Because of the complex requirements as outlined earlier, this new guideline likely will result in industry focusing on the development of allergens for SIT that will target mass markets while the development for allergens relevant for limited populations (=customer based) may be restricted.
On the one hand, the compliance with this new guideline requires increased efforts by pharmaceutical industry when there is intention to seek market authorization through the centralized procedure. This is opposed to a leaner approach when trying to meet the requirements of local competent authorities in a country by country approach. In return, the centralized approach will grant simultaneous and widespread market access with all the economical implications.
Locking into future basic science and early phase clinical development has shifted towards recombinant allergens for use in SIT. These are up for evaluation in large-scale Phase III trials, and because of their biological origin they need to undergo the centralized procedure. For pharmaceutical industry embarking on such developments, the new guideline is most welcome as it will help to guide towards using study designs/endpoints that will meet the standards required for approval by the EMA.
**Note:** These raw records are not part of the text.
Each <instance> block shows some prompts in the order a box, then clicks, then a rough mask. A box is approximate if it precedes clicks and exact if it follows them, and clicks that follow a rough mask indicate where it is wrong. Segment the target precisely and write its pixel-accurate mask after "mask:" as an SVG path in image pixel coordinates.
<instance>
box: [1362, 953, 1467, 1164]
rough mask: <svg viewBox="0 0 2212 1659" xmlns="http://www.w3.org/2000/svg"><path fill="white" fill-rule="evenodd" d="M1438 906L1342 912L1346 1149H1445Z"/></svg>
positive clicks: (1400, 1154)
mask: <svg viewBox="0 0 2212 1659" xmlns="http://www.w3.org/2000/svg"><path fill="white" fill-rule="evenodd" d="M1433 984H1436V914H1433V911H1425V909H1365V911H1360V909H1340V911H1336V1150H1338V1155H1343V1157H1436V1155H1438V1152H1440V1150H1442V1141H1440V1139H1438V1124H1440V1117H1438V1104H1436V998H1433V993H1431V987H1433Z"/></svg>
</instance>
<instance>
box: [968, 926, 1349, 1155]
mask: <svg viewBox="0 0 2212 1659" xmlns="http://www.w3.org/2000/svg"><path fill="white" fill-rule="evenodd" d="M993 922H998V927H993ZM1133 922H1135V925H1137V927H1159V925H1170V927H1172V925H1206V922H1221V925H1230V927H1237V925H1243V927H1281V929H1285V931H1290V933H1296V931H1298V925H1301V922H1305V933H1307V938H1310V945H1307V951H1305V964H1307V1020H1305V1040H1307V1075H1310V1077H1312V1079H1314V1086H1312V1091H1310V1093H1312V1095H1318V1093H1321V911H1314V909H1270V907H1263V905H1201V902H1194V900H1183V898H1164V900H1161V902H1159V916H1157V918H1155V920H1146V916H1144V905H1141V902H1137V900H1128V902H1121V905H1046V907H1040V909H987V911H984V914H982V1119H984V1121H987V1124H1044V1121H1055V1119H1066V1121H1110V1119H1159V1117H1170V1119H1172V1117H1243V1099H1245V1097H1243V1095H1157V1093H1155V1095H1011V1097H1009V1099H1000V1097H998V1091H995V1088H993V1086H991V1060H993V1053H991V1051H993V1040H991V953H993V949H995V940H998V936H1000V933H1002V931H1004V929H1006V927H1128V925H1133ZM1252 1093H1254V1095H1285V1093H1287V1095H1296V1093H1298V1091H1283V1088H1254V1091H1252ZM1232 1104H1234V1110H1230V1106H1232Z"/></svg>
Besides the perspective of marketing authorization, the guideline will more generally impact clinical research. It should help to fill knowledge gaps and rule out inherited concerns to SIT, all of this eventually leading to more safety and certainty for both patient and physicians.
The manuscript is part of Viola Gödicke’s thesis for the Master of Science in Pharmaceutical Medicine at the University Duisburg-Essen.
Conflict of interest
Viola Gödicke is employee of Allergopharma Joachim Ganzer KG, Reinbek, Germany. Ferdinand Hundt is employee of Sanofi-Aventis Deutschland GmbH, Berlin, Germany.